Schultererkrankungen
- Bei Schultersehneneinrissen ist der limitierende Faktor der gewebliche Umbau der dazugehörigen Muskulatur. Eine französische Forschungsgruppe hat festgestellt, dass diese erst ca. 2,5 Jahre nach Symptombeginn eintreten, sodass ein nicht operativer Behandlungsversuch (= Physiotherapie u.a.) auch über diese Zeit medizinisch begründet ist.
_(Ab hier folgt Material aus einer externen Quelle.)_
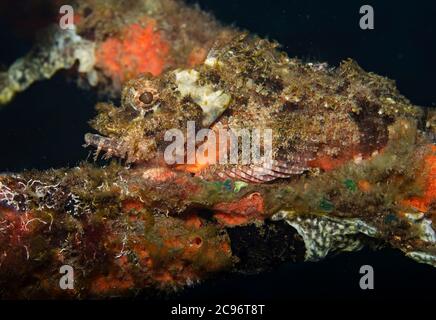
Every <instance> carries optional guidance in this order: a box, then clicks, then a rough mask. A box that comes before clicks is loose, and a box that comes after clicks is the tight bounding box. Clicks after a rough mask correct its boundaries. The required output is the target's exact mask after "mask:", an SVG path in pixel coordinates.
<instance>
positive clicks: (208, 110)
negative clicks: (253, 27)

Wirbelsäulen-/Bandscheibenerkrankungen
- Eine operative Therapie (Bandscheibenoperation/Versteifung/Bandscheibenprothese) bei Bandscheibenvorfällen/ Wirbelkanaleinengungen/ Instabilitäten zeigt sich nur kurzfristig (2-3 Monate) gegenüber einer konservativen (nicht-operativen) Behandlung als überlegen. Die Patientenzufriedenheit weist laut einer amerikanischen Großstudie nach 1-2 Jahren keine Unterschiede mehr auf. Aufgrund der schwerwiegenden Komplikationen (>4%) sollte nur in seltenen Fällen operativ vorgegangen werden. Einer intensiven Schmerztherapie unter Ausnutzung der Physiotherapie/ eigenständigem Üben/Reha ist immer der Vorzug zu geben!
- Lendenwirbelsäulenbandagen entlasten wirksam den unteren Rücken bei plötzlich auftretenden Alltagsbelastungen.